Kamis, 07 November 2024

Essay 2 wawancara masalah disonansi kognitif_Yoni R. Tamim_22310420092.

Nama : Yoni R. Tamim 

Nim : 22310410092

Mata kuliah : Psikologi Inovasi

Dosen pengampu : Dr., Dra. Arundati Shinta, M.A

Bulan & Tahun Terbit : November 2024




Disonansi kognitif adalah kondisi psikologis di mana seseorang merasa tidak nyaman karena adanya ketidaksesuaian antara apa yang ia ketahui dengan tindakan yang ia lakukan. Fenomena ini sering terjadi pada orang yang sadar akan dampak negatif dari kebiasaan mereka, namun tetap sulit mengubah perilaku. Untuk memahami lebih dalam, saya mewawancarai dua orang perokok yang mengakui adanya ketidakselarasan antara pengetahuan dan tindakan mereka.

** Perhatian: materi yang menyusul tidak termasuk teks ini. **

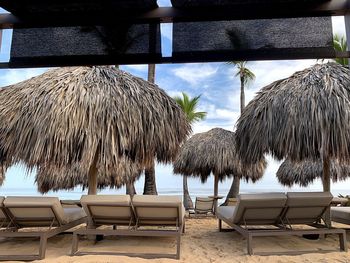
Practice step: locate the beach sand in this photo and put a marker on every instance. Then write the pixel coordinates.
(201, 243)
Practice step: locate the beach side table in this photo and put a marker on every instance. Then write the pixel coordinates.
(71, 202)
(339, 201)
(216, 198)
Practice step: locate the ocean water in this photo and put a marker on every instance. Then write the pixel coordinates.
(195, 192)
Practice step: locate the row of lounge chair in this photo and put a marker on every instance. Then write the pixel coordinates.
(18, 213)
(162, 216)
(287, 213)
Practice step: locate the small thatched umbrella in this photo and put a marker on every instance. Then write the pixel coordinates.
(305, 116)
(53, 178)
(214, 152)
(93, 116)
(305, 172)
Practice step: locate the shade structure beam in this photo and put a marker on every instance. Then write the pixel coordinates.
(173, 15)
(250, 55)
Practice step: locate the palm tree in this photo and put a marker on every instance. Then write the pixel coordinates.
(246, 76)
(339, 44)
(150, 187)
(189, 106)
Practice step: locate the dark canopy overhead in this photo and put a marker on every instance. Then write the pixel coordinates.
(305, 172)
(69, 33)
(237, 3)
(254, 39)
(45, 9)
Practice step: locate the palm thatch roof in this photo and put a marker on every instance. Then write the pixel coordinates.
(214, 152)
(305, 172)
(71, 115)
(305, 116)
(53, 178)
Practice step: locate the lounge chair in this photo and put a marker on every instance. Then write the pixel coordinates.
(341, 214)
(203, 206)
(165, 211)
(282, 212)
(38, 212)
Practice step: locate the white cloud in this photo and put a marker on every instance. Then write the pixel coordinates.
(12, 76)
(167, 30)
(142, 68)
(195, 73)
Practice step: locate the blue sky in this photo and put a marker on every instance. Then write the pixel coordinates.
(220, 91)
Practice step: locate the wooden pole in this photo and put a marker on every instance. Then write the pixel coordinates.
(347, 30)
(216, 187)
(92, 180)
(326, 185)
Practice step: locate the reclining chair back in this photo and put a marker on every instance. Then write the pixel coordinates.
(109, 209)
(255, 209)
(158, 210)
(204, 205)
(35, 211)
(306, 207)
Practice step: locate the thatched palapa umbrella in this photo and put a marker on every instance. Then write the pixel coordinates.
(305, 116)
(53, 178)
(214, 152)
(94, 116)
(305, 172)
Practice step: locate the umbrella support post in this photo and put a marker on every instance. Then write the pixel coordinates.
(327, 187)
(216, 186)
(93, 177)
(92, 183)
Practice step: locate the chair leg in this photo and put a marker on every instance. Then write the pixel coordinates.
(342, 242)
(250, 244)
(42, 246)
(75, 242)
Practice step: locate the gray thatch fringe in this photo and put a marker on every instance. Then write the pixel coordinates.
(214, 152)
(70, 115)
(304, 116)
(305, 172)
(52, 178)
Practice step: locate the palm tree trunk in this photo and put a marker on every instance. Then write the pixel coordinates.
(150, 187)
(130, 188)
(188, 204)
(151, 73)
(234, 189)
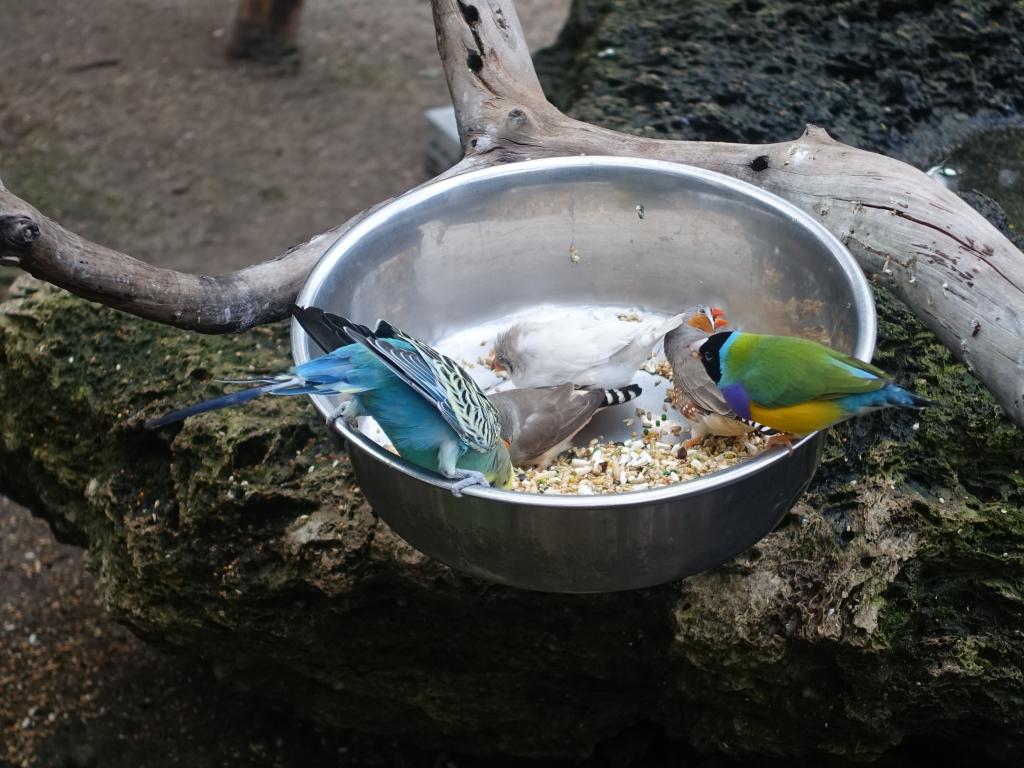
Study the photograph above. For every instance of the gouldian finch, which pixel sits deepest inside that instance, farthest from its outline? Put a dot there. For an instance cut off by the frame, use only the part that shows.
(433, 413)
(795, 385)
(578, 348)
(539, 423)
(694, 393)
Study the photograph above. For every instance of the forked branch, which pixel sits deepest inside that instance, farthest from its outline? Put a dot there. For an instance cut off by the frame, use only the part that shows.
(953, 268)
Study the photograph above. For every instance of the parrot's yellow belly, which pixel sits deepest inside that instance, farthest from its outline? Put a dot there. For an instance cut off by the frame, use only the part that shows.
(802, 419)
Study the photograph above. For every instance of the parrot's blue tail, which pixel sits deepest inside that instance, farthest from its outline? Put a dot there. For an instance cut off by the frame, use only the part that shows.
(891, 395)
(233, 398)
(281, 385)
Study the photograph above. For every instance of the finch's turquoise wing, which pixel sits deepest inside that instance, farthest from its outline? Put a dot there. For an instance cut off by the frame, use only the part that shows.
(439, 379)
(782, 371)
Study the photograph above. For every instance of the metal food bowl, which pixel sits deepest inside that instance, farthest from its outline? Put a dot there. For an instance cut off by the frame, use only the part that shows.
(478, 250)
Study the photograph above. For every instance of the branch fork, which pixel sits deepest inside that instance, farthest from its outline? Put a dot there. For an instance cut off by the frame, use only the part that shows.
(940, 256)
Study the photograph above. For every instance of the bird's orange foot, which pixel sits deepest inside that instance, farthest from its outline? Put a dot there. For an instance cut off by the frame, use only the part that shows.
(781, 438)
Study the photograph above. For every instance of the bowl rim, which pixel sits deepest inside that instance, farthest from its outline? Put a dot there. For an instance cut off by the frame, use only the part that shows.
(866, 325)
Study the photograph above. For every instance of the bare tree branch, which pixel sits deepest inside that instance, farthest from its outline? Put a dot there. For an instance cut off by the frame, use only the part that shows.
(231, 302)
(953, 268)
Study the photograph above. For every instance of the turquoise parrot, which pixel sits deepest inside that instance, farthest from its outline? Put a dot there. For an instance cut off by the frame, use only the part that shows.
(794, 385)
(539, 423)
(434, 414)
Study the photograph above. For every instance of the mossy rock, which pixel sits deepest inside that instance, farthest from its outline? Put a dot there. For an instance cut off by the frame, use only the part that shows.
(889, 602)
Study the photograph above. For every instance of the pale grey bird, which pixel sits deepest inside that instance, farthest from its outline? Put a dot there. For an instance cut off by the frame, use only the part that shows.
(541, 422)
(695, 395)
(591, 352)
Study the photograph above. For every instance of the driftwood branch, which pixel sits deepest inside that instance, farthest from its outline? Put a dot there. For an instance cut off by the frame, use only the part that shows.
(953, 268)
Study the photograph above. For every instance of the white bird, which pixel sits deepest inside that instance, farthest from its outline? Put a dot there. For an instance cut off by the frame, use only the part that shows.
(694, 394)
(578, 348)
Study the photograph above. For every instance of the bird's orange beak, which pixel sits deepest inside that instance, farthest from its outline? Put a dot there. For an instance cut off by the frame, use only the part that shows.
(719, 316)
(709, 321)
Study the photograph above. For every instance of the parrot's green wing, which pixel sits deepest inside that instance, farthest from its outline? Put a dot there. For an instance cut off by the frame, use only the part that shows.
(439, 379)
(781, 371)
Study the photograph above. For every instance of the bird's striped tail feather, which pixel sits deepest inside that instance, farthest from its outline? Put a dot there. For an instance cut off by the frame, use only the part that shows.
(757, 426)
(624, 394)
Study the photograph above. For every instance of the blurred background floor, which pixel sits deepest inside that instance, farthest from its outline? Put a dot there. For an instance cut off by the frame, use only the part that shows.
(126, 123)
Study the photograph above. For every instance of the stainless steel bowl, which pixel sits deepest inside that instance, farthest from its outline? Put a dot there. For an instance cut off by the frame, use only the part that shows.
(472, 250)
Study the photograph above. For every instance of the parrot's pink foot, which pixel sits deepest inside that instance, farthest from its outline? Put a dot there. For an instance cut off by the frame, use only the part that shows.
(781, 438)
(468, 477)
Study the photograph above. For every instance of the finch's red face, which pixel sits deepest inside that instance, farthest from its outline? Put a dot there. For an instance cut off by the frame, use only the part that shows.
(709, 320)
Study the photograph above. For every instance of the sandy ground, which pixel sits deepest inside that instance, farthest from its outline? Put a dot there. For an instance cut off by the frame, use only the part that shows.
(124, 121)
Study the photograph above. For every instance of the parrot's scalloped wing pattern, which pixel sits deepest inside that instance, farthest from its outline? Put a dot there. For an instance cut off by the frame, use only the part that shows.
(442, 381)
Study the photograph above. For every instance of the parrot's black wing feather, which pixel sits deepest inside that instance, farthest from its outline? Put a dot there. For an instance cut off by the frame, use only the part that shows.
(323, 328)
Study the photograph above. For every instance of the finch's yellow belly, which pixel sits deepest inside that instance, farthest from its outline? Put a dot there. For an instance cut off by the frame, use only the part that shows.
(802, 419)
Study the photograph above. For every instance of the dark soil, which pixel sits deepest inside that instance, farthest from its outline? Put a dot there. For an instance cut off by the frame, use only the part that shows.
(905, 78)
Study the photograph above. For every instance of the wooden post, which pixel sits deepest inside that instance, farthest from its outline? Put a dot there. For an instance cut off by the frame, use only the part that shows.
(265, 31)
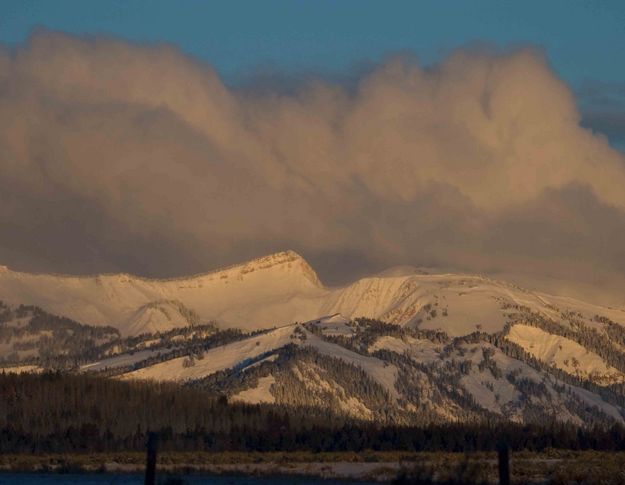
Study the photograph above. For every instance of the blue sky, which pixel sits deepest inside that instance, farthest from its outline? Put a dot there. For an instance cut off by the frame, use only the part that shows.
(584, 41)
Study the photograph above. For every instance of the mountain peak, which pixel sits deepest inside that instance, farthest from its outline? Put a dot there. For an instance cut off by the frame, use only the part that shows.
(288, 259)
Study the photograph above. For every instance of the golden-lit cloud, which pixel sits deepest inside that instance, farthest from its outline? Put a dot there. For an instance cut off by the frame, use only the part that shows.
(117, 156)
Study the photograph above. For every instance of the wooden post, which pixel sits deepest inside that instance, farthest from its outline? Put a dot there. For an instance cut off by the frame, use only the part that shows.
(504, 463)
(150, 465)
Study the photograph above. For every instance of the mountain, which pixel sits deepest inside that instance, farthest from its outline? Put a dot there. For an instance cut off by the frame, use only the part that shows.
(401, 346)
(283, 288)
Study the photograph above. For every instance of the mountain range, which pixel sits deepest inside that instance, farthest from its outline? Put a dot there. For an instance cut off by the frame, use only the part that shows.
(401, 346)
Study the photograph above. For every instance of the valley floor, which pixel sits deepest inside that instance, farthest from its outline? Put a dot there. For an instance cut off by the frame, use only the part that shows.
(549, 467)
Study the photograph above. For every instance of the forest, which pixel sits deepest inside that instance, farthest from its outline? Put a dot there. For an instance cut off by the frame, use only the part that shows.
(60, 413)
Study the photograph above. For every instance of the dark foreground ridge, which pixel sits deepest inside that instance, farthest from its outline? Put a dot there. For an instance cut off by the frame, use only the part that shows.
(57, 412)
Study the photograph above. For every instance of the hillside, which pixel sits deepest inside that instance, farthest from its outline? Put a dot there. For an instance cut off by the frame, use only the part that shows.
(400, 347)
(282, 288)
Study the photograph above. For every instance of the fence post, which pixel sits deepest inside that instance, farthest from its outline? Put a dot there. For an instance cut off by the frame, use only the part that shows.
(503, 455)
(150, 465)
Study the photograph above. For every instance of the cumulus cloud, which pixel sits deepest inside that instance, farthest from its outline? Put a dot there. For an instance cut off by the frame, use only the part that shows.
(125, 157)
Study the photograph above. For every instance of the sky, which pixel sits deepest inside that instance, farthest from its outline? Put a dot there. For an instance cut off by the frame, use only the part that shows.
(163, 138)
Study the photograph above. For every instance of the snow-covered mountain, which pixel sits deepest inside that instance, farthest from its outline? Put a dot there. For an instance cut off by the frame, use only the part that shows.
(280, 289)
(401, 346)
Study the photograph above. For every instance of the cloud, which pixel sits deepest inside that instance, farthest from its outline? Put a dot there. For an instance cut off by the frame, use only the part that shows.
(125, 157)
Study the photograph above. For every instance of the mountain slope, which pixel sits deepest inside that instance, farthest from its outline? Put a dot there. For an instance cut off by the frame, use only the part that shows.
(282, 288)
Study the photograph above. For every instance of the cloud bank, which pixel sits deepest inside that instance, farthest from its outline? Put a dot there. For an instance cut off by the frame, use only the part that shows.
(124, 157)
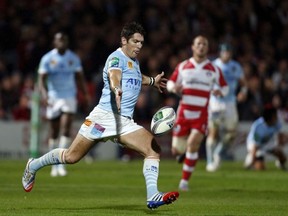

Responden pertama, seorang pria berusia 30-an, telah merokok selama lebih dari sepuluh tahun. Ketika ditanya tentang pandangannya terhadap merokok, ia mengakui bahwa ia sepenuhnya sadar akan risiko kesehatan yang ditimbulkan. “Saya tahu kok kalau rokok bisa menyebabkan kanker paru-paru, penyakit jantung, dan banyak masalah kesehatan lainnya. Banyak teman saya yang sudah mengingatkan juga,” ujarnya. Namun, meskipun memiliki kesadaran tersebut, ia mengaku merasa sulit berhenti. "Saat lagi stres, rasanya rokok itu jadi pelarian yang paling cepat. Saya tahu ini nggak sehat, tapi rasanya susah banget buat benar-benar berhenti,” katanya sambil tertawa getir. Dia juga menjelaskan bahwa rasa cemas karena merokok sering kali hilang saat dirinya sedang menikmati rokok, yang akhirnya membuatnya merasa sulit lepas dari kebiasaan itu.


Responden kedua adalah seorang wanita yang juga telah lama merokok. Ia berbicara tentang kesadarannya akan efek buruk rokok, terutama setelah ia sering batuk dan merasa sesak. “Saya tahu, apalagi kalau lihat anak-anak saya. Saya nggak mau mereka ikut-ikutan, atau nantinya lihat saya sakit gara-gara merokok,” ungkapnya dengan nada serius. Namun, setiap kali mencoba berhenti, ia merasa muncul dorongan kuat untuk kembali merokok.  “Ada perasaan yang tidak enak kalau nggak merokok, apalagi kalau lagi stres atau banyak pikiran. Rasanya sulit untuk bertahan lama-lama tanpa rokok,” ujarnya. Dia mengakui bahwa ada perasaan bersalah setiap kali ia merokok di depan anak-anaknya, tetapi ia merasa kebiasaan itu sudah terlalu melekat dan sulit untuk ditinggalkan sepenuhnya.


Kedua responden ini menunjukkan bagaimana disonansi kognitif terjadi dalam kehidupan sehari-hari. Meskipun memiliki kesadaran yang penuh tentang dampak buruk rokok, baik dari aspek kesehatan maupun pengaruhnya terhadap orang sekitar, mereka tetap sulit untuk berhenti. Dalam menghadapi disonansi ini, mereka cenderung mencari pembenaran. Pada responden pertama, pembenaran muncul dalam bentuk “menghilangkan stres,” sedangkan pada responden kedua, keinginan untuk “mendapatkan kenyamanan” yang mendesak membuatnya kembali ke kebiasaan merokok.


Dari wawancara ini, saya menyimpulkan bahwa disonansi kognitif adalah salah satu alasan mengapa seseorang sulit mengubah perilaku meskipun memiliki pengetahuan yang cukup tentang efek negatif dari kebiasaannya. Tantangan emosional dan kebutuhan akan kenyamanan sering kali menjadi penghalang yang kuat untuk perubahan. Hal ini menunjukkan bahwa pengetahuan saja tidak selalu cukup untuk membawa seseorang keluar dari kebiasaan yang merugikan. Dukungan dari lingkungan sekitar, serta motivasi yang kuat, mungkin bisa menjadi langkah awal untuk membantu mereka menghadapi disonansi kognitif dan mencapai perubahan yang lebih baik.